Martha hustles him into the autopsy room while Ianto has fun with Weevil-repelling spray and a certain amount of faintly worrying growling. Mickey offers her a smile, and then winces. Martha cleans him up and gives him three stitches.
“Hey,” Mickey says eventually.
“Hey,” she replies.
Both of them are aware that they’re here because it was here or nowhere; Martha presumes that’s how everyone gets to Torchwood, though of course she’ll need to do some research to back up that theory.
“I was thinking of calling you,” Mickey admits. “Telling you to find a job anywhere but Torchwood.”
“I tried a job anywhere but Torchwood,” Martha replies, “It isn’t any better anywhere else.”
Mickey’s lips twitch. “That’s why I didn’t call.”
For the sake of being organised or something, Martha starts rearranging the autopsy room so she can find everything when she needs it. Owen’s system is distinctly untidy and the team’s attempts to patch themselves up in the months after his proper death have made it even messier.
In the back of one drawer, Martha finds a few post-its stuck carefully together. She reads the top one; the handwriting on it is neat and loopy and can’t belong to anyone but Ianto.
I feel I should probably apologise to you about the whole shooting thing.
On the post-it underneath is Owen’s ugly scrawl: Well, you’re only two months late. Though that was a pretty shitty apology.
It wasn’t an actual apology. I just thought I should mention that I’m aware there should be an apology.
Owen’s handwriting is even messier on the next note: You need to get out more.

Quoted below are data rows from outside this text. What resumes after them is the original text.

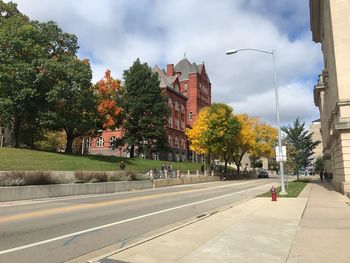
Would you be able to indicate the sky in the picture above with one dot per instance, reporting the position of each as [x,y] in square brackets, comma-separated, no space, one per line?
[112,34]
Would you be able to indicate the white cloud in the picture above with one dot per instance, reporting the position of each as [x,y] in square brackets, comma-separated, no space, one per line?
[113,33]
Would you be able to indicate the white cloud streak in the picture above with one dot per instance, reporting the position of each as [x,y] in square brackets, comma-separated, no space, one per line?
[113,33]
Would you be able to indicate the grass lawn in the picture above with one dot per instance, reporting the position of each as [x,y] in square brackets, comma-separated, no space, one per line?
[293,190]
[12,159]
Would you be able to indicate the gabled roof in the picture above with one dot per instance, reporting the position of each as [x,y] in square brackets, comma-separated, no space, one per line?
[185,67]
[165,81]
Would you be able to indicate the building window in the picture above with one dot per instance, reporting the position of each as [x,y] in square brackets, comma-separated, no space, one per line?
[170,103]
[170,123]
[190,115]
[170,139]
[87,143]
[176,124]
[112,141]
[155,156]
[182,108]
[99,142]
[183,146]
[176,106]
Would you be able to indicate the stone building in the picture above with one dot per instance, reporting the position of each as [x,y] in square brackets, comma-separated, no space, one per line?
[187,89]
[330,26]
[315,129]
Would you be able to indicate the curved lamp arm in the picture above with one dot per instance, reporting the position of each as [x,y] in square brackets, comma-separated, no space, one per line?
[234,51]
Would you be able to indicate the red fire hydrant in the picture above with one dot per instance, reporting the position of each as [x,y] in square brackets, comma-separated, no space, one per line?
[273,193]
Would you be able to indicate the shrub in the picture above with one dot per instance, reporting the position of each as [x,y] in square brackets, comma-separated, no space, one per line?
[39,178]
[90,177]
[27,178]
[11,179]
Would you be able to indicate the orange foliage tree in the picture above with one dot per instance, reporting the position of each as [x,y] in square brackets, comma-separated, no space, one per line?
[108,90]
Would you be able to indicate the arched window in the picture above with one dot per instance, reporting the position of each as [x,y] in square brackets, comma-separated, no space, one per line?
[170,121]
[170,141]
[99,142]
[170,103]
[176,142]
[182,108]
[112,141]
[176,106]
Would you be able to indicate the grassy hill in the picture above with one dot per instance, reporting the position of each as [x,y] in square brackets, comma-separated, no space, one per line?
[12,159]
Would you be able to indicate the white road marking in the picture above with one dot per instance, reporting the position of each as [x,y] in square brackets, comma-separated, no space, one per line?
[58,199]
[123,221]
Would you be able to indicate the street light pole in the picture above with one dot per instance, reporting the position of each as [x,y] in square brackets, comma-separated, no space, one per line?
[234,51]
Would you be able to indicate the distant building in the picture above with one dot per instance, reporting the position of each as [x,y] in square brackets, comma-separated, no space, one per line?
[187,90]
[195,84]
[330,26]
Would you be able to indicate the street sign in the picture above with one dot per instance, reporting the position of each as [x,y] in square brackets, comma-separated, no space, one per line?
[281,157]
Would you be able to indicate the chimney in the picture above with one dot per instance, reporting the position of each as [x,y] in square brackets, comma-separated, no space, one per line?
[170,70]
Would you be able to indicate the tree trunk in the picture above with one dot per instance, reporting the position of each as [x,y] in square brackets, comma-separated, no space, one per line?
[16,128]
[225,169]
[69,144]
[132,151]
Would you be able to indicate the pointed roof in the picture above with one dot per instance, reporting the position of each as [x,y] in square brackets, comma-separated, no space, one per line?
[185,67]
[165,81]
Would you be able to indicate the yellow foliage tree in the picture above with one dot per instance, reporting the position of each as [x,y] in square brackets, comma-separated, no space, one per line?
[256,138]
[214,131]
[265,141]
[195,135]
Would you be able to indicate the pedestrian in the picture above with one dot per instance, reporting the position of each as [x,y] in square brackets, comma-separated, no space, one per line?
[122,166]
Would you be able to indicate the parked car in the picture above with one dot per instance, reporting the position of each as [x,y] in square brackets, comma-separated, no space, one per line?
[263,174]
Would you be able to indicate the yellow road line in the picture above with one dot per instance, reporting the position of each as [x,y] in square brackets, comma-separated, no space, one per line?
[59,210]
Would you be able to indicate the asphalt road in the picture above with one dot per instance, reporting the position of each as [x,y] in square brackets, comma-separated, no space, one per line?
[61,229]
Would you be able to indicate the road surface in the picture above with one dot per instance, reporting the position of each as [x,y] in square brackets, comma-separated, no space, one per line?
[62,229]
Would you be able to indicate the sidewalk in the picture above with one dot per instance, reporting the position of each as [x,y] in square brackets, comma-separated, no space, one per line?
[312,228]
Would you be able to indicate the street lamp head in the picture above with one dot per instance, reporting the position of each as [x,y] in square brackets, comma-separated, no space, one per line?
[231,51]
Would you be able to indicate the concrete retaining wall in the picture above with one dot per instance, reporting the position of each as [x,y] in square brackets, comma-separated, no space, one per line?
[30,192]
[45,191]
[185,180]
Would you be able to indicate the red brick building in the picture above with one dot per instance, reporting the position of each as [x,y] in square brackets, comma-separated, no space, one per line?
[187,89]
[195,84]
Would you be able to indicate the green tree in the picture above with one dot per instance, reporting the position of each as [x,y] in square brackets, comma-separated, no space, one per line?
[144,109]
[299,146]
[319,165]
[20,45]
[26,48]
[72,103]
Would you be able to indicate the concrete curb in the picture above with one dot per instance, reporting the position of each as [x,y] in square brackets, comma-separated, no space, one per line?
[147,239]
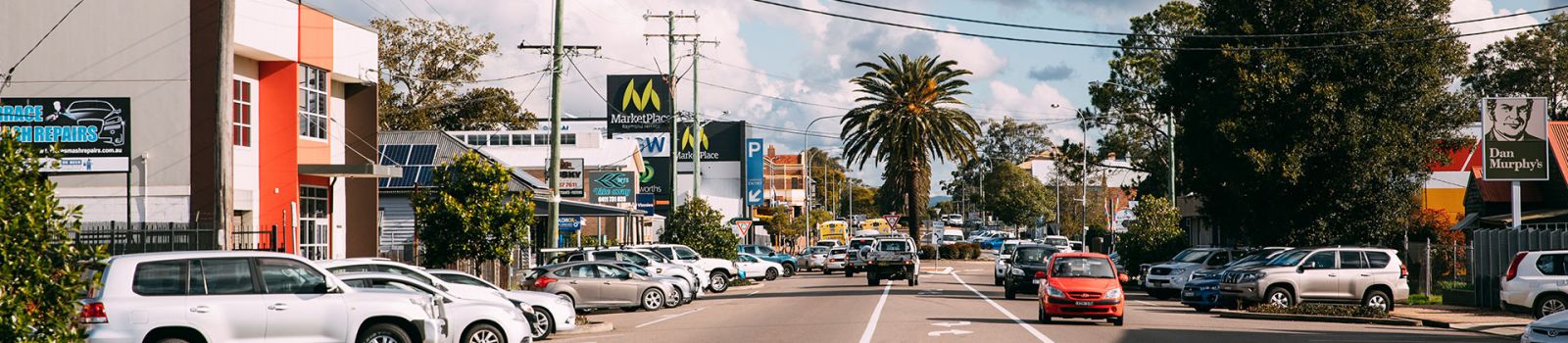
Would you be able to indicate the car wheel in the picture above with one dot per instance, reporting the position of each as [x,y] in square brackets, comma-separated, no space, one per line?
[383,334]
[1379,300]
[483,334]
[1549,304]
[718,282]
[543,323]
[653,300]
[1280,296]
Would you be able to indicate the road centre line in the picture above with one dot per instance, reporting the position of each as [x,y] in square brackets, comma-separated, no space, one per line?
[870,326]
[670,317]
[1043,339]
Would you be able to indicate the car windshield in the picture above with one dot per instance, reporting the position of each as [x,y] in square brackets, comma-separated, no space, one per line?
[1032,254]
[1192,256]
[1082,267]
[1290,259]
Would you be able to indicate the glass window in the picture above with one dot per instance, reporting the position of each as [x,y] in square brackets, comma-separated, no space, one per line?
[159,279]
[1352,261]
[223,276]
[290,277]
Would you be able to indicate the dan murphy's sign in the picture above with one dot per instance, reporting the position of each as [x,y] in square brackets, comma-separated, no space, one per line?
[93,133]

Ianto’s reply seems to have coffee smudged on it: Are you offering?
Only if you offer to kiss my gunshot wound better.
Martha raises an eyebrow. The reply from Ianto is crumpled: You’re disgusting.
The last note is from Owen: …That’s not a ‘no’.
Martha smiles slightly, sticking the notes back together in the right order and putting them back in the drawer. She wonders if she should be curious as to why Owen kept them, and then decides that, given what she already knows about Torchwood, she probably doesn’t want to know the answer.
“You’re not wearing your ring,” Gwen observes.
Jack didn’t notice, and he’s the one who’s meant to be propositioning everyone. Martha sighs softly, and scrapes up a half-smile.
“No,” she agrees.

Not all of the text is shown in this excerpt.